Marques Andrea, Stothers Lynn, Macnab Andrew
Postdoctoral student, Bladder Care Centre University of British Columbia (Canada), Department of Physiotherapy of the Center for Assistance to Women's Health, CAISM-UNICAMP, Campinas (SP), Brazil;
Can Urol Assoc J. 2010 Dec;4(6):419-24. doi: 10.5489/cuaj.10026.

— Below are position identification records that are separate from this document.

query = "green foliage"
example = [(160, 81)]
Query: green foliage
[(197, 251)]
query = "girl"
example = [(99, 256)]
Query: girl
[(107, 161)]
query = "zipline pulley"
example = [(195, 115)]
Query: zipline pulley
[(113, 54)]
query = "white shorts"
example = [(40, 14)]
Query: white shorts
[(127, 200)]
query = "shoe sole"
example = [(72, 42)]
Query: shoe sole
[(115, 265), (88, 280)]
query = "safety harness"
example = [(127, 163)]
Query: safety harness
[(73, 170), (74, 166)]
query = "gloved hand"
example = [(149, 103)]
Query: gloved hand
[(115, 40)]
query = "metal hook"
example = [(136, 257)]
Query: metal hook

There is no consensus on the amount of exercise necessary to improve pelvic floor muscle (PFM) function. We reviewed the pathophysiology of PFM dysfunction and the evolution of PFM training regimens since Kegel introduced the concept of pelvic floor awareness and the benefits of strength. This paper also describes the similarities and differences between PFM and other muscular groups, reviews the physiology of muscle contraction and principles of muscle fitness and exercise benefits and presents the range of protocols designed to strengthen the PFM and improve function. We also discuss the potential application of new technology and methodologies. The design of PFM training logically requires multiple factors to be considered in each patient. Research that defines measures to objectively quantify the degree of dysfunction and the efficacy of training would be beneficial. The application of new technologies may help this process.
对于改善盆底肌肉(PFM)功能所需的运动量,目前尚无共识。我们回顾了PFM功能障碍的病理生理学以及自凯格尔引入盆底意识概念和力量训练的益处以来PFM训练方案的演变。本文还描述了PFM与其他肌肉群之间的异同,回顾了肌肉收缩的生理学、肌肉健身原理和运动益处,并介绍了旨在增强PFM和改善功能的一系列方案。我们还讨论了新技术和方法的潜在应用。PFM训练的设计在逻辑上要求在每个患者中考虑多个因素。定义客观量化功能障碍程度和训练效果的措施的研究将是有益的。新技术的应用可能有助于这一过程。